When I went on sabbatical, I knew this was what I was really supposed to do, but I was too scared and it wasn't the right time for the community. I had a feeling that I would either leave and try something new soon, or do this work, which is good work that one can feel really good about, for my whole life. It wasn't a trade-off, it was just how I knew it would play out.
Leaving feels hard. I don't want to be dramatic. But it feels painful. I feel like part of who I am is being removed from my identity. Work at church is so ridiculously encompassing. You may not want to care too much, but you do. You may try to keep hours, or say it's just your job, but you are intertwined with many people in many intimate settings. I was lucky that I was never relegated to the back room with the kids, but invited to participate in leadership broadly. From Dana, from the interim leadership and from Gary. That means a lot. But it makes it even messier. Planning with the staff for worship experiences, content, worries and dreams, always operating in the theoretical world of the spiritual, I never could do it and not care, so it was just part of me and what I did.
And now here I am, grappling with the thoughts and feelings that come with leaving that kind of a job.
At the gym today, around minute 20 on the elliptical machine, Shut Up and Dance was playing on my workout playlist.

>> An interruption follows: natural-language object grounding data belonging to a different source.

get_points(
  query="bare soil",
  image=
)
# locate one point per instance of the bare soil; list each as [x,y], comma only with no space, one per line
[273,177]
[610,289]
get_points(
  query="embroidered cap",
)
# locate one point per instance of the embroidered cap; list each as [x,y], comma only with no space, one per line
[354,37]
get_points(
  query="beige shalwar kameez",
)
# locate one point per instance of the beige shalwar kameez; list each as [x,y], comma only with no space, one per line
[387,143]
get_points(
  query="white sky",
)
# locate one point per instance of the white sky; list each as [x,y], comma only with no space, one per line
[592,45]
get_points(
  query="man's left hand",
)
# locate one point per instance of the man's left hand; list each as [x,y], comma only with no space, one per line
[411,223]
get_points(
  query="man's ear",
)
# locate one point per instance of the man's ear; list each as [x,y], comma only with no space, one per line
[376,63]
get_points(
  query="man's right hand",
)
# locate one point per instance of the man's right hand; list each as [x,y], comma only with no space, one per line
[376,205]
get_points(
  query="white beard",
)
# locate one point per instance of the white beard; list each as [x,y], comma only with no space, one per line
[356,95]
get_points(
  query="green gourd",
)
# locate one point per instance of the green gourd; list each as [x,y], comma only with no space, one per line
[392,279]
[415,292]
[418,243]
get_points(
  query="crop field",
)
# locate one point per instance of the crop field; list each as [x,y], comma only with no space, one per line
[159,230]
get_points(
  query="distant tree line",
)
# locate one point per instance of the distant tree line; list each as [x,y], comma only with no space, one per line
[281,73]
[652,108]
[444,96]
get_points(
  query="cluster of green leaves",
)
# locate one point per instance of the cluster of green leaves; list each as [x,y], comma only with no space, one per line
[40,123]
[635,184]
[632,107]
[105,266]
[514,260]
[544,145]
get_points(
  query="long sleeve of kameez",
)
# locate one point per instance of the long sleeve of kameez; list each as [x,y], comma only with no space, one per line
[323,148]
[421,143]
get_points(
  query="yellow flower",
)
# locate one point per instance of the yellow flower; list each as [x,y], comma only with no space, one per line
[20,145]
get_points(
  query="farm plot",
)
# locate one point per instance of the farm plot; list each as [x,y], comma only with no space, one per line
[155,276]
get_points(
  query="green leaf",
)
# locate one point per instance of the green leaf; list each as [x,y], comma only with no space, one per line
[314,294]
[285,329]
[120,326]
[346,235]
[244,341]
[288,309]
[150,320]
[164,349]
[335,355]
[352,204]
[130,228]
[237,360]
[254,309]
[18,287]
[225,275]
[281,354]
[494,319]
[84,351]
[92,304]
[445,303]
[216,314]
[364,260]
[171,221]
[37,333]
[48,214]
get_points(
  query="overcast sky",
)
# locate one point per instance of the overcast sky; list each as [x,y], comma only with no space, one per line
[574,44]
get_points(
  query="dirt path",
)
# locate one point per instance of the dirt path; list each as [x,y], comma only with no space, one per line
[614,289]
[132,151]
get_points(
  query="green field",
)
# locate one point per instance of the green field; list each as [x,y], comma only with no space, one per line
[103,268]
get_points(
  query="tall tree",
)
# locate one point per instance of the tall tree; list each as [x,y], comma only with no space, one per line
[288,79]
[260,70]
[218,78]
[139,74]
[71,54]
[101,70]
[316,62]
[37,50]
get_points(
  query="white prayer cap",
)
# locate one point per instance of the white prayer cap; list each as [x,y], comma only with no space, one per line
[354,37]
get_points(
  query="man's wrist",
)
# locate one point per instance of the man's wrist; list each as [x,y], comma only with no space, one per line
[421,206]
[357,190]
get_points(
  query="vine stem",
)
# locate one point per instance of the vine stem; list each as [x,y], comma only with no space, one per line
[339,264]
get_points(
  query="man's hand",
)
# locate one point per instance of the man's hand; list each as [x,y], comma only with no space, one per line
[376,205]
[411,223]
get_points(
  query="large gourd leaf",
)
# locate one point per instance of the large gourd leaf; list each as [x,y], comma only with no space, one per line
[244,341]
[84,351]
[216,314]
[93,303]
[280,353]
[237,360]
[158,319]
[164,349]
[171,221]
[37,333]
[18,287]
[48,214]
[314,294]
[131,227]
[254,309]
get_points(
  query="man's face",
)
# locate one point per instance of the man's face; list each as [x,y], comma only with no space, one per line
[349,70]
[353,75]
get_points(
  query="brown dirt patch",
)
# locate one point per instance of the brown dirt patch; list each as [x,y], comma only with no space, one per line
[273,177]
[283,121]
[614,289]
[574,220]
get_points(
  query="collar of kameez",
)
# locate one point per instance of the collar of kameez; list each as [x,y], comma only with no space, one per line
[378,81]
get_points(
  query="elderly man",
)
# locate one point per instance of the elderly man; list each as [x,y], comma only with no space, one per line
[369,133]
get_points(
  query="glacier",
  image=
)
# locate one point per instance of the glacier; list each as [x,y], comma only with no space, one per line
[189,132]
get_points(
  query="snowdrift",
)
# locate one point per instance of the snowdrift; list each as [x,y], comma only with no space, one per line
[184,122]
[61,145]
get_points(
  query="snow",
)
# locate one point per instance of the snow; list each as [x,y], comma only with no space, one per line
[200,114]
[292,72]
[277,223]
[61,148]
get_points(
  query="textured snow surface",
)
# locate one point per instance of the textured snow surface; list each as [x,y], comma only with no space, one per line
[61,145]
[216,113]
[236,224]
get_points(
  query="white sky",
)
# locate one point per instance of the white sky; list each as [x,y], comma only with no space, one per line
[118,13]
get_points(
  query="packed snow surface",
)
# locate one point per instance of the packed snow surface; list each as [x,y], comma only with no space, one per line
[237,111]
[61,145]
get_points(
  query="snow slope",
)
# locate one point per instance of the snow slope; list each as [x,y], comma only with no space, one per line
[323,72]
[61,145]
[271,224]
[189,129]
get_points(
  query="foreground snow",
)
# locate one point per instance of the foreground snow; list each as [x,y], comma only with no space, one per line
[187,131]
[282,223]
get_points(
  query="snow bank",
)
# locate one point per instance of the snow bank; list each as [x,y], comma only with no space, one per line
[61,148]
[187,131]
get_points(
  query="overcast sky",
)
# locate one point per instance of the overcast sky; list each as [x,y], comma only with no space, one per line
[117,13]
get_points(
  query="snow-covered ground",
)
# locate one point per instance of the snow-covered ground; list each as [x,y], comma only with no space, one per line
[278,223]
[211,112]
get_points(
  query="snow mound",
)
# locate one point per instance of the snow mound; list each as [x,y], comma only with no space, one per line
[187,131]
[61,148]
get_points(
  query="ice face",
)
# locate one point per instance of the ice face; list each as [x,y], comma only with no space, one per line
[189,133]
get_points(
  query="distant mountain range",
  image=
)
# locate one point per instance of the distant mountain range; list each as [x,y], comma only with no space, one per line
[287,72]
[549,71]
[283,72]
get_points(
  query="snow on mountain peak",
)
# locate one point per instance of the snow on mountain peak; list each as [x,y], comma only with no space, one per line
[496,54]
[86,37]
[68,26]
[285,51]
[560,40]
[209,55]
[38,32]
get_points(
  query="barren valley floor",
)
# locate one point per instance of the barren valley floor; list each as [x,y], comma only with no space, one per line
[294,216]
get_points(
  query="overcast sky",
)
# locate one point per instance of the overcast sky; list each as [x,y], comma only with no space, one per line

One of the gifts of having a vivid imagination that you decide to let run away with you often is the gift of visions. Yes, sometimes they are daydreams, and sometimes they are visions.
I heard the words "shut up and dance with me" and imagined God holding out his hand with the same mischievous smile that I often wear when I am leading Godly Play. I almost laughed out loud and cried at the same time! Then, all the words sounded like it was a conversation between me and God about my tension and sadness and fear. I am not one to enjoy those worship songs where it's like Jesus is your boyfriend. This was different--this was a playful, all-knowing, completely undomesticated God (my favorite image of God) landing in the middle of my workout and speaking to me.
I'm doing the right thing. It's hard. God is with me.